Although some of the figures described in the foregoing specification include flow diagrams with steps that are shown in an order, the steps may be performed in any order, and are not limited to the order shown in those flowcharts. Additionally, some steps may be optional, may be performed multiple times, and/or may be performed by different components. All steps, operations and functions of a flow diagram that are described herein are intended to indicate operations that are performed using programming in a special-purpose computer or general-purpose computer, in various embodiments. In other words, each flow diagram in this disclosure, in combination with the related text herein, is a guide, plan or specification of all or part of an algorithm for programming a computer to execute the functions that are described. The level of skill in the field associated with this disclosure is known to be high, and therefore the flow diagrams and related text in this disclosure have been prepared to convey information at a level of sufficiency and detail that is normally expected in the field when skilled persons communicate among themselves with respect to programs, algorithms and their implementation.
In the foregoing specification, the example embodiment(s) of the present invention have been described with reference to numerous specific details. However, the details may vary from implementation to implementation according to the requirements of the particular implement at hand. The example embodiment(s) are, accordingly, to be regarded in an illustrative rather than a restrictive sense.

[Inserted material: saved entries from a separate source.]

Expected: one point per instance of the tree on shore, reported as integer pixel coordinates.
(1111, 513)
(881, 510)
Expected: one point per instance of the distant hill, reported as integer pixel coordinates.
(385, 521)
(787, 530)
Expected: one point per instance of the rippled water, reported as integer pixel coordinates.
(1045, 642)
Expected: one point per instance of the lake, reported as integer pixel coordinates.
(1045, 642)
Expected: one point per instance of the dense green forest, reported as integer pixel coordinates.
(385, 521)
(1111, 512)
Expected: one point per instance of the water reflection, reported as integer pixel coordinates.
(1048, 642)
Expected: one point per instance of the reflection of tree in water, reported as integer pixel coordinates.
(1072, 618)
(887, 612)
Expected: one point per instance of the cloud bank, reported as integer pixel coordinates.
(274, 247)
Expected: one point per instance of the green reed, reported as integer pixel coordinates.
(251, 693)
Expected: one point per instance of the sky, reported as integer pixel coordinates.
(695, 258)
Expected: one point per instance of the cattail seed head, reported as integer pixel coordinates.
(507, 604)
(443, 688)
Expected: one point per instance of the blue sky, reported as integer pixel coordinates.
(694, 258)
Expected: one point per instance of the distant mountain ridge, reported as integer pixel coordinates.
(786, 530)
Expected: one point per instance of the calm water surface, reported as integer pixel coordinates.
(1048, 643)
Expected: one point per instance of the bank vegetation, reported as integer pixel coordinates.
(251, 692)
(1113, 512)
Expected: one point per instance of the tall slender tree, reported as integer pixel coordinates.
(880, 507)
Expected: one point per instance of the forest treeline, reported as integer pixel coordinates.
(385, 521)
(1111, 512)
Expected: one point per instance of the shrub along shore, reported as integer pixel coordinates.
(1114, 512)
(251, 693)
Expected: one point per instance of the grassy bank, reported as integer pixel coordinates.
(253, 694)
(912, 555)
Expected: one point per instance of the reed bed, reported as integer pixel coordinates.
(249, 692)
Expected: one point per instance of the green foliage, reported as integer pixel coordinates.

This application is related to U.S. patent application Ser. No. 17/194,165 titled “Fast and memory efficient in-memory columnar graph updates preserving analytical performance” filed on Mar. 5, 2021 by Damien Hilloulin et al., and U.S. patent application Ser. No. 17/479,003 titled “Practical method for fast graph traversal iterators on delta-logged graphs” filed on Sep. 20, 2021 by Damien Hilloulin et al., which are incorporated herein by reference.